- Nvidia integrates Samsung Foundry to extend NVLink Fusion for custom AI silicon
- NVLink Fusion allows CPUs, GPUs and accelerators to communicate seamlessly
- Intel and Fujitsu can now create processors connected directly to Nvidia GPUs
Nvidia is stepping up its efforts to make itself indispensable in the AI landscape by expanding its NVLink Fusion ecosystem.
Following a recent collaboration with Intel, which allows x86 processors to connect directly to Nvidia platforms, the company has now tapped Samsung Foundry to help design and manufacture custom CPUs and XPUs.
The move, announced at the Open Compute Project (OCP) 2025 global summit in San Jose, shows Nvidia’s ambition to expand its control over the entire AI computing hardware stack.
Integrate new players into NVLink Fusion
Ian Buck, vice president of HPC and Hyperscale at Nvidia, explained that NVLink Fusion is an IP and chiplet solution designed to seamlessly integrate CPUs, GPUs and accelerators into MGX and OCP infrastructure.
It enables direct, high-speed communication between processors within rack-scale systems, with the goal of removing traditional performance bottlenecks between computing components.
At the summit, Nvidia revealed several ecosystem partners, including Intel and Fujitsu, both of which are now capable of creating processors that communicate directly with Nvidia GPUs via NVLink Fusion.
Samsung Foundry joins this list, offering comprehensive expertise from design to manufacturing of custom silicon, an addition that strengthens Nvidia’s reach in semiconductor manufacturing.
The collaboration between Nvidia and Samsung reflects a growing shift in the AI hardware market.
As AI workloads increase and competition intensifies, Nvidia’s custom CPU and XPU designs aim to ensure its technologies remain at the heart of next-generation data centers.
According to TechPowerUpNvidia’s strategy comes with strict restrictions.
Custom chips developed under NVLink Fusion must interface with Nvidia products, with Nvidia retaining control of communications controllers, PHY layers, and NVLink Switch licensing.
This gives Nvidia considerable leverage in the ecosystem, although it also raises concerns around openness and interoperability.
This increased integration comes as competitors such as OpenAI, Google, AWS, Meta and Broadcom develop in-house chips to reduce reliance on Nvidia hardware.
Nvidia is woven deeper into the fabric of AI infrastructure by making its technologies inevitable rather than optional.
With NVLink Fusion and the addition of Samsung Foundry to its custom silicon ecosystem, the company is expanding its influence across the entire hardware stack, from chips to data center architectures.
This reflects a broader trend among its co-opetitors.

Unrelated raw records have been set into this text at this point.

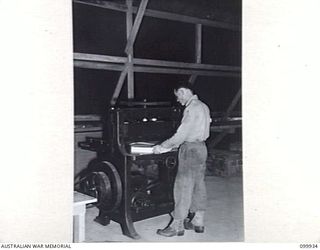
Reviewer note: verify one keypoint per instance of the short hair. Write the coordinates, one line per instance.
(185, 85)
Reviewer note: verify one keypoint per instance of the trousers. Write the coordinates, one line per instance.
(189, 187)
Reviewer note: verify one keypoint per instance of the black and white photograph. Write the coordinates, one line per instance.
(158, 145)
(159, 121)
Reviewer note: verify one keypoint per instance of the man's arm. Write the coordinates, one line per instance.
(187, 123)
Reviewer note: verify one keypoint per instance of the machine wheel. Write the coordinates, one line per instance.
(104, 183)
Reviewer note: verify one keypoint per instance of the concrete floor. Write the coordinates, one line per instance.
(224, 218)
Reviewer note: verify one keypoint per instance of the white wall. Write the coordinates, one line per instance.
(36, 104)
(281, 110)
(280, 107)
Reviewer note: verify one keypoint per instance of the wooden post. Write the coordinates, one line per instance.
(198, 49)
(136, 25)
(119, 85)
(232, 104)
(130, 78)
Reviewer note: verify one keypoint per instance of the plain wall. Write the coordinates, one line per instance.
(36, 102)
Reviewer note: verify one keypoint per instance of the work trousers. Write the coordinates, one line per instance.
(189, 187)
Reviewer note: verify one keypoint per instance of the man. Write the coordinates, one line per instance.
(189, 186)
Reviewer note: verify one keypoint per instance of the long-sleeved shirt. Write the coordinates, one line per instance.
(195, 124)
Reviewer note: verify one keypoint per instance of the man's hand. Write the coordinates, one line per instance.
(157, 149)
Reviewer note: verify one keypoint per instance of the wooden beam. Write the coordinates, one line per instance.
(164, 15)
(151, 62)
(232, 104)
(119, 85)
(146, 69)
(98, 65)
(198, 48)
(160, 70)
(136, 25)
(99, 58)
(218, 138)
(130, 77)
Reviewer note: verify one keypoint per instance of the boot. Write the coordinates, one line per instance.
(196, 224)
(175, 229)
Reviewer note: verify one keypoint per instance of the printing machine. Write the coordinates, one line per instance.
(129, 181)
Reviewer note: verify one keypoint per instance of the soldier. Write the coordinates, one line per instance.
(189, 187)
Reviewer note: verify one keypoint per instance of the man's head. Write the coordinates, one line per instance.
(183, 92)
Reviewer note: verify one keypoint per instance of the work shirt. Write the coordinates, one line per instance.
(195, 124)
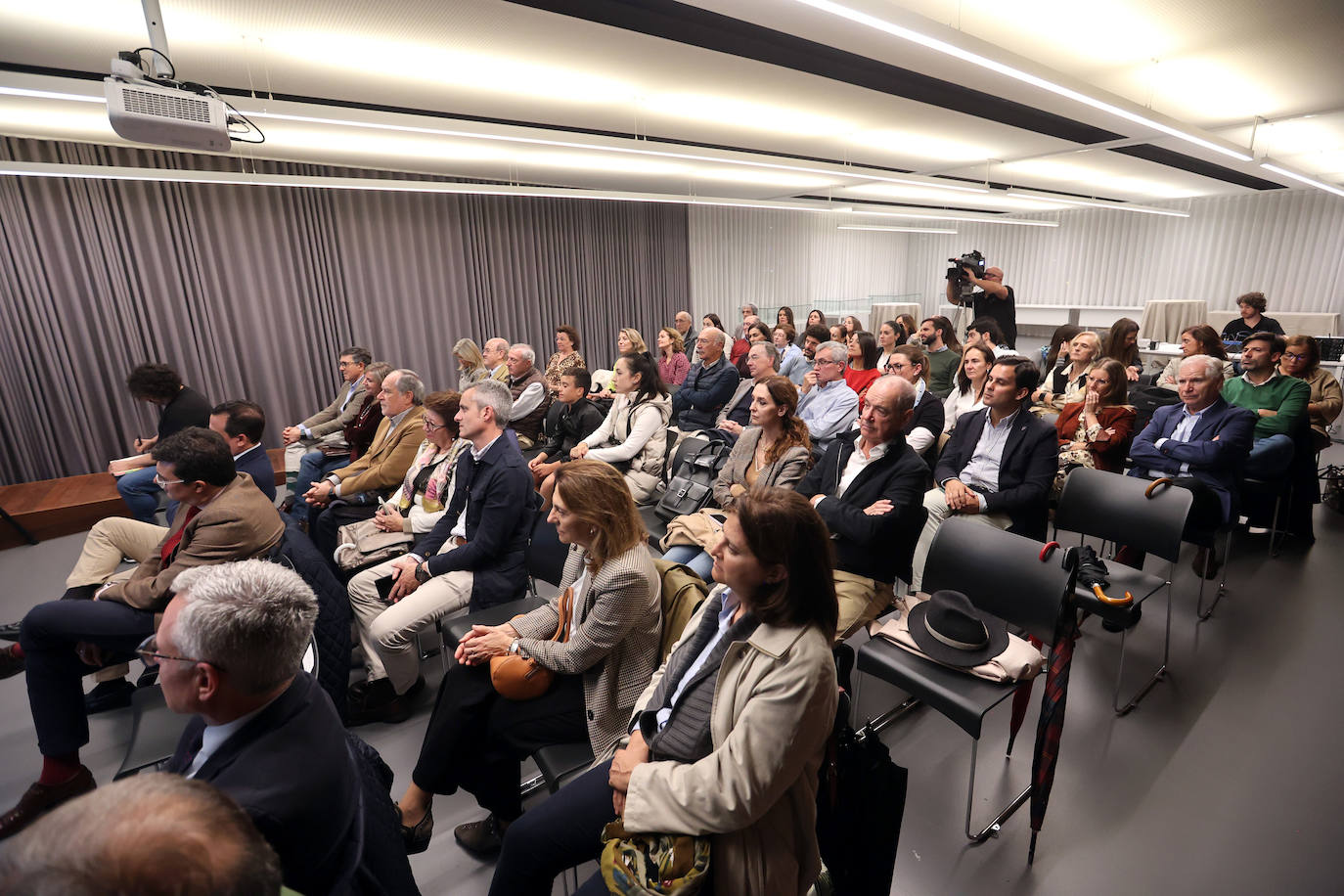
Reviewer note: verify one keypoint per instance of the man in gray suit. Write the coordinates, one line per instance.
(324, 427)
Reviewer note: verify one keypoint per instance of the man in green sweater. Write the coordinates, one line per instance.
(940, 341)
(1278, 400)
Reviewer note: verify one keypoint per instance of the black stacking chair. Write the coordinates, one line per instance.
(1007, 578)
(1143, 515)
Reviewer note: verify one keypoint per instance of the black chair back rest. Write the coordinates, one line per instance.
(546, 554)
(1000, 572)
(1113, 507)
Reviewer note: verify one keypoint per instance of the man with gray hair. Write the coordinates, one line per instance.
(230, 650)
(473, 557)
(707, 385)
(531, 398)
(1202, 443)
(762, 363)
(326, 427)
(154, 834)
(827, 403)
(869, 489)
(391, 453)
(495, 353)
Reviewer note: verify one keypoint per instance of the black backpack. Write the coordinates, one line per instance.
(861, 802)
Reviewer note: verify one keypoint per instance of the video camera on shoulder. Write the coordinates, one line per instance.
(972, 259)
(957, 273)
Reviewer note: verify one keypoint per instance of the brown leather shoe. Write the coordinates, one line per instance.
(42, 798)
(10, 664)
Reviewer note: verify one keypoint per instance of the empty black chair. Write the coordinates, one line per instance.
(1006, 575)
(1146, 516)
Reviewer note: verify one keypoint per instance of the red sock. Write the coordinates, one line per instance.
(57, 770)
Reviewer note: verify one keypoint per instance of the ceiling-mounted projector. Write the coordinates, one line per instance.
(165, 115)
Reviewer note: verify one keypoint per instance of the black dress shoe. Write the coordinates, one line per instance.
(377, 702)
(417, 838)
(109, 694)
(10, 664)
(42, 798)
(482, 837)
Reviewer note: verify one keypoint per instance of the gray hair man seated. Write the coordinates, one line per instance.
(230, 650)
(152, 834)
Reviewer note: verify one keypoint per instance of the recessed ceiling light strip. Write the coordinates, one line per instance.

Broadcom deepens its approach to AI with custom accelerators for hyperscalers.
OpenAI is also reportedly designing its own in-house chips to reduce its reliance on Nvidia GPUs.
Together, these developments mark a new phase of competition in AI hardware, where control of the silicon-to-software pipeline determines who leads the industry.
Nvidia’s partnership with Samsung appears intended to counter this problem by accelerating the deployment of custom solutions that can be quickly deployed at scale.
By integrating its intellectual property into broader infrastructure designs, Nvidia is positioning itself as an essential part of modern AI factories, rather than just a GPU supplier.
Despite Nvidia’s contributions to the OCP open hardware initiative, its NVLink Fusion ecosystem maintains strict limits that favor its architecture.
While this may ensure benefits in performance and ecosystem consistency, it could also increase concerns about vendor lock-in.